Figure 9a and b displays the diagnostic accuracy that uses several methods for diagnosis. As a result of its superior ability to detect temporal shifts in vibration signals, CWT, when used in conjunction with the ALexNet Model, emerged as a leading candidate for feature extraction. Furthermore, convolutional neural networks (CNNs) excel in pattern recognition, automated feature extraction, and the acquisition of robust features. Transforming vibration signals into images constitutes a suitable technique for analyzing features in two dimensions.
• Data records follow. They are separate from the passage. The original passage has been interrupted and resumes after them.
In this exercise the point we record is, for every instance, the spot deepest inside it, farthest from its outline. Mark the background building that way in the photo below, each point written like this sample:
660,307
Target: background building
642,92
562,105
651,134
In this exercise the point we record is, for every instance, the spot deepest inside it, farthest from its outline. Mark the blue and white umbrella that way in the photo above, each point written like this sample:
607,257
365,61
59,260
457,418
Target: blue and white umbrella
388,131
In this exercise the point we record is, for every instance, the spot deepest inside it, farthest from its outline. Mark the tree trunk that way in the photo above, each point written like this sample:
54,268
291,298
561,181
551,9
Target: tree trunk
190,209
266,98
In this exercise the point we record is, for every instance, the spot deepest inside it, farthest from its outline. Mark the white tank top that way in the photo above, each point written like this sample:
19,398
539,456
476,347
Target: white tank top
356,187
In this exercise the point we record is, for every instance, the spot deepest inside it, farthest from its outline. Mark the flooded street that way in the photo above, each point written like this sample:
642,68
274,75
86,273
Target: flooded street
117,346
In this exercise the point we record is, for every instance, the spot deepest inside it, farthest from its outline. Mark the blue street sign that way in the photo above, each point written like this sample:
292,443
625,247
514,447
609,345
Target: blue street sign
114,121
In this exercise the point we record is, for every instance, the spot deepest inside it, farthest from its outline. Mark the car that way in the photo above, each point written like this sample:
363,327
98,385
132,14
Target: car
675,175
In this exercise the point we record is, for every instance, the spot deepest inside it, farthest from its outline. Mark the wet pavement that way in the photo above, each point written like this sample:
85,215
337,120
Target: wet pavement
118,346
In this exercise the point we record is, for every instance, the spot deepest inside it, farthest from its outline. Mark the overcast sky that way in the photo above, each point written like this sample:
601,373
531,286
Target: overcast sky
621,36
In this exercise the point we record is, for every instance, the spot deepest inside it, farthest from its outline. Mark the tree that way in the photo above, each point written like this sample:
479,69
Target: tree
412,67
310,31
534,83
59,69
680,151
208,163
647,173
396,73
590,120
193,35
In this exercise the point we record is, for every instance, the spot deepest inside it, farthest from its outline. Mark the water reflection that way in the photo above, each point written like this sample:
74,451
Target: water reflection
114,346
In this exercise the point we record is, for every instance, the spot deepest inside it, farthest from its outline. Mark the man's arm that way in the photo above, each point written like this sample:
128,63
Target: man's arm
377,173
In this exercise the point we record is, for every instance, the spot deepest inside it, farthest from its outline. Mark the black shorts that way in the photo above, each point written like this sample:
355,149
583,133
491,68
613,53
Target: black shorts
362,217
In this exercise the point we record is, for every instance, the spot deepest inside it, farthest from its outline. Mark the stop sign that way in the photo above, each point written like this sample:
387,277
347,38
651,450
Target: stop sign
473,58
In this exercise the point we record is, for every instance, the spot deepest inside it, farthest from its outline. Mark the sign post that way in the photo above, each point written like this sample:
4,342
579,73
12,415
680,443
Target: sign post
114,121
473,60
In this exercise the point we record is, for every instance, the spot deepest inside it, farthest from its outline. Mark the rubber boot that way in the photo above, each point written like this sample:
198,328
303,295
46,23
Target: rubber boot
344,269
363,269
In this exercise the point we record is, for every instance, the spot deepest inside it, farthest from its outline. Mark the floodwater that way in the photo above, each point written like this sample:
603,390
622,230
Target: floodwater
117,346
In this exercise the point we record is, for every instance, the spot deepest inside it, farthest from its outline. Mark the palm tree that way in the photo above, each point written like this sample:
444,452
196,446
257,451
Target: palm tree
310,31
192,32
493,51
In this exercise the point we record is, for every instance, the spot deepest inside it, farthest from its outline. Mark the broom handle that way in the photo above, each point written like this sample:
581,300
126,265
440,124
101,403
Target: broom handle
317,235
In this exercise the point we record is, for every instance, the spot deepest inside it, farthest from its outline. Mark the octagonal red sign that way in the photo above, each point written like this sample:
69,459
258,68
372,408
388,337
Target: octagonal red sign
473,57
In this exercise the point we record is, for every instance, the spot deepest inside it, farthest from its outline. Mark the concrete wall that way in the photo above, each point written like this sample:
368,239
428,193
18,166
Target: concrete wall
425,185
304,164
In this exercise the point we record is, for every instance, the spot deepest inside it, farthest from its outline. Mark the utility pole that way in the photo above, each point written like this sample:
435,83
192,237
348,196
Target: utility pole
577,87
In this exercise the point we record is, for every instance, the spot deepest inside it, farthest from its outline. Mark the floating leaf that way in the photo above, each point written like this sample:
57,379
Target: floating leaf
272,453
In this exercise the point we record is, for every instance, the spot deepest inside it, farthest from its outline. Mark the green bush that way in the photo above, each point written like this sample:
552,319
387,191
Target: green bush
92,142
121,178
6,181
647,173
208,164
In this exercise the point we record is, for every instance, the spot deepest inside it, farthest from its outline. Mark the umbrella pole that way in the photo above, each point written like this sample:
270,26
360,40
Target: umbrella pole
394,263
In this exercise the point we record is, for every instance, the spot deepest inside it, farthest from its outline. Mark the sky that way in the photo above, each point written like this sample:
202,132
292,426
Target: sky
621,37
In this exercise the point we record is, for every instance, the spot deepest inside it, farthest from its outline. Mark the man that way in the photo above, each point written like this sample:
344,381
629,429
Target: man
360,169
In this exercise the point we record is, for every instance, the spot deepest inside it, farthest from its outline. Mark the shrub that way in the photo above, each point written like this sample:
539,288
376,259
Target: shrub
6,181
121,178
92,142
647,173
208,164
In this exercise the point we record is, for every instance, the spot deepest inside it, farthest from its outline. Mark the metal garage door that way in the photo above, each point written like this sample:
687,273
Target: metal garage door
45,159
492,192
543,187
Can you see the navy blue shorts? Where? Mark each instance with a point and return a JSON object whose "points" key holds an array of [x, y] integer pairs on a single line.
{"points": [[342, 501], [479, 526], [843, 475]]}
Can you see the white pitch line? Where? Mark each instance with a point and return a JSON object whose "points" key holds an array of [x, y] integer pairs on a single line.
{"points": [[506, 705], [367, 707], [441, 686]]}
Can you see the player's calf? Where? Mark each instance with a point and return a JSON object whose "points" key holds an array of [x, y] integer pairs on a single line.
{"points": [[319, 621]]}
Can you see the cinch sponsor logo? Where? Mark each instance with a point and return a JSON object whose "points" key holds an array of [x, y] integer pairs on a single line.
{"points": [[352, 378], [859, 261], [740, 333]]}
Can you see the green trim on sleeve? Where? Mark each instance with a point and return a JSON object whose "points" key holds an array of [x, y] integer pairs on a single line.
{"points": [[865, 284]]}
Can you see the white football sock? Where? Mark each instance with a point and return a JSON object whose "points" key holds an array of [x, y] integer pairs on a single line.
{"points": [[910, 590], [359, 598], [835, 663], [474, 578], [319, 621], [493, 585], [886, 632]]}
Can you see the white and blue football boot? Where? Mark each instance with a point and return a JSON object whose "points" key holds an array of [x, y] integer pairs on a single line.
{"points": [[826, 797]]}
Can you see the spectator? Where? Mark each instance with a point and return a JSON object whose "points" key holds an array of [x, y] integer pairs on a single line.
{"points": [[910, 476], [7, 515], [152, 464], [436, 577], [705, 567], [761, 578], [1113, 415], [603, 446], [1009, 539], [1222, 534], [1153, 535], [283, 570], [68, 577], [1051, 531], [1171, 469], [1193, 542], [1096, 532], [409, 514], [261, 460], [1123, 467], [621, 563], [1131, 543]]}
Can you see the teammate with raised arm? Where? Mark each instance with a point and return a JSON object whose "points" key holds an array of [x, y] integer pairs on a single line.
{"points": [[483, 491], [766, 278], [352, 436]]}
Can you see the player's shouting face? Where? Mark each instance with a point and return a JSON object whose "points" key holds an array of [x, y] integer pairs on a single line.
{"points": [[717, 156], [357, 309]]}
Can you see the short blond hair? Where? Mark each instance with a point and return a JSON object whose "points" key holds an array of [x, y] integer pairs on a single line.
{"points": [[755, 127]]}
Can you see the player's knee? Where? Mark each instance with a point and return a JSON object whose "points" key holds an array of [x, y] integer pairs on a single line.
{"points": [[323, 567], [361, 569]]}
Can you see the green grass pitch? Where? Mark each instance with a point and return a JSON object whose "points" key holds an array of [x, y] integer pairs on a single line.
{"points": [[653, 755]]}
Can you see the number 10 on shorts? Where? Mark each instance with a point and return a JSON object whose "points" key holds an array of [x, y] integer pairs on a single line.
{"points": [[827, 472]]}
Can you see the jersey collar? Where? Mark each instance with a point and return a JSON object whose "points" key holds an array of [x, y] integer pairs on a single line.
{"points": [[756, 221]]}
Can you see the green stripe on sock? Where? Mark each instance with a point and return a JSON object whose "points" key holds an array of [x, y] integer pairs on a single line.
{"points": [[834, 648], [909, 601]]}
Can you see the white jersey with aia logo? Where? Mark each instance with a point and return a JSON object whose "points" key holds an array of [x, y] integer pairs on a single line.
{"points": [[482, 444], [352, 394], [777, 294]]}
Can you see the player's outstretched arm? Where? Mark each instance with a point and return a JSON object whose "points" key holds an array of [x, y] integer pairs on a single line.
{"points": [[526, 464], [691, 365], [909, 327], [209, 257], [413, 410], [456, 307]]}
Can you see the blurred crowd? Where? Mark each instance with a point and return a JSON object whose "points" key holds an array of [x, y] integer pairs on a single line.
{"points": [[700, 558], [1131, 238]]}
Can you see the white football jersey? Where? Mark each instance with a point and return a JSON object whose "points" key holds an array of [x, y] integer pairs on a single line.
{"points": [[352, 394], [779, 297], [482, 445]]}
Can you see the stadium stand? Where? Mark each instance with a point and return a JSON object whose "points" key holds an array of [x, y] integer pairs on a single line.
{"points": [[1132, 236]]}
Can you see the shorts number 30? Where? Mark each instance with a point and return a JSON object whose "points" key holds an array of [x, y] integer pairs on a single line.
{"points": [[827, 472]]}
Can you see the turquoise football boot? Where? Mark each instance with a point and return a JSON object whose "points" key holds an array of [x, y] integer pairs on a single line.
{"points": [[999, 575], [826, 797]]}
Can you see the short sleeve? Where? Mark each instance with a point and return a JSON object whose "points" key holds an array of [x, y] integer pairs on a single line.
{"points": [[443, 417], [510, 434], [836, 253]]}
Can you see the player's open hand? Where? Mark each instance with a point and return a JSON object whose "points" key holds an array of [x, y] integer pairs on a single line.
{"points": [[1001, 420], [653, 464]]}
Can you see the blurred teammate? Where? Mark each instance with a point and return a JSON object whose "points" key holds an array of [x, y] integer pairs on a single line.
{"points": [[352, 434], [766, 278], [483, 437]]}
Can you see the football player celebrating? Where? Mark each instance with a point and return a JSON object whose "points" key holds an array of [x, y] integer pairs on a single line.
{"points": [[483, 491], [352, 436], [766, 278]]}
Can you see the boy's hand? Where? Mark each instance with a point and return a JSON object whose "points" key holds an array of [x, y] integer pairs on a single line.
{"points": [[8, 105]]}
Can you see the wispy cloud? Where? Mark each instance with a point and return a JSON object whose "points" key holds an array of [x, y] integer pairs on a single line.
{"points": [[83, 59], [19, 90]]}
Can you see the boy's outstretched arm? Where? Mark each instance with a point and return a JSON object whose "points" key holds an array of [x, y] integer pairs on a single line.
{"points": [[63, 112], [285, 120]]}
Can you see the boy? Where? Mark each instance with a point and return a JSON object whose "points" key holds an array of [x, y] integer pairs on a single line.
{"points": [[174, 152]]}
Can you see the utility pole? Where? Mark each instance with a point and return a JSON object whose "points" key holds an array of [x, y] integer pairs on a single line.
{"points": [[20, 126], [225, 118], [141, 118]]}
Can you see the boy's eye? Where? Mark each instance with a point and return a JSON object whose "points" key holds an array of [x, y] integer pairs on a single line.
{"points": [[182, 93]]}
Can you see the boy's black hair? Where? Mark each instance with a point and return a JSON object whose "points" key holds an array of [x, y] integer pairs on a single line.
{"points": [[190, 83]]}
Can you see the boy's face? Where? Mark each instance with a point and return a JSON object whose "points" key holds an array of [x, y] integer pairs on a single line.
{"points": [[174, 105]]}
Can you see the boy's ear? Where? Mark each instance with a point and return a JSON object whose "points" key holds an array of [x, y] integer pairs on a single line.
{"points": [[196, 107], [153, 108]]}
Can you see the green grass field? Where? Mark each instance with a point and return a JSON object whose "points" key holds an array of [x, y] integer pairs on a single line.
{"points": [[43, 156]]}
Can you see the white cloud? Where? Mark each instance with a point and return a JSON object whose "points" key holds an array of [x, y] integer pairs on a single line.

However, in this study, optimal outcomes were attained with the Case Western Reserve University (CWRU) and Vishwakarma Institute of Technology (VIT) datasets utilizing the proposed CNN architecture based on AlexNet featuring two fully connected (FC) layers. Specifically, the CNN-AlexNet model emerged as the most effective, significantly surpassing alternative methodologies.

Fig. 9
figure 9

Performance comparison between AlexNet and other models (VGGNet and GoogleNet) in terms of accuracy for the (a) VIT dataset (b) CWRU dataset

Conclusions

Intelligent techniques for identifying and categorizing machine problems are the focus of significant scientific inquiry in the field of Industry 4.0 and smart manufacturing. So, Bearing defects have been identified and categorized using a variety of signal processing and machine learning-based methods. However, DL-based methods are favored over them due to the many drawbacks of conventional signal processing and ML-based approaches. This study presents an intelligent technique for bearing fault identification and classification in the real-time dataset that by self-collected in VIT College and one of the best general benchmark datasets, the CWRU dataset. For various bearing situations, the suggested system achieved testing accuracy between 95.24 and 100%. The findings demonstrate that when scalogram images are input, the suggested method achieves state-of-the-art accuracy. The CNN-AlexNet method has been proven to outperform other state-of-the-art methods in studies using the CWRU Famous Public and VIT College datasets, and the pre-processing of converting the signal to an image by CWT can speed up the diagnosis of bearing problems. To increase the forecast accuracy, we’d like to put our issue diagnosis method through more rigorous testing on a wider range of data, including real-world fault scenarios. The discovery of motor errors using other signals rather than vibration data, such as torque data, motor current signals, or high temperature in the rotating machinery, is another promising area for further research. This is because these signals are frequently collected straight from the programmable logic controller, rather than having to install additional sensors.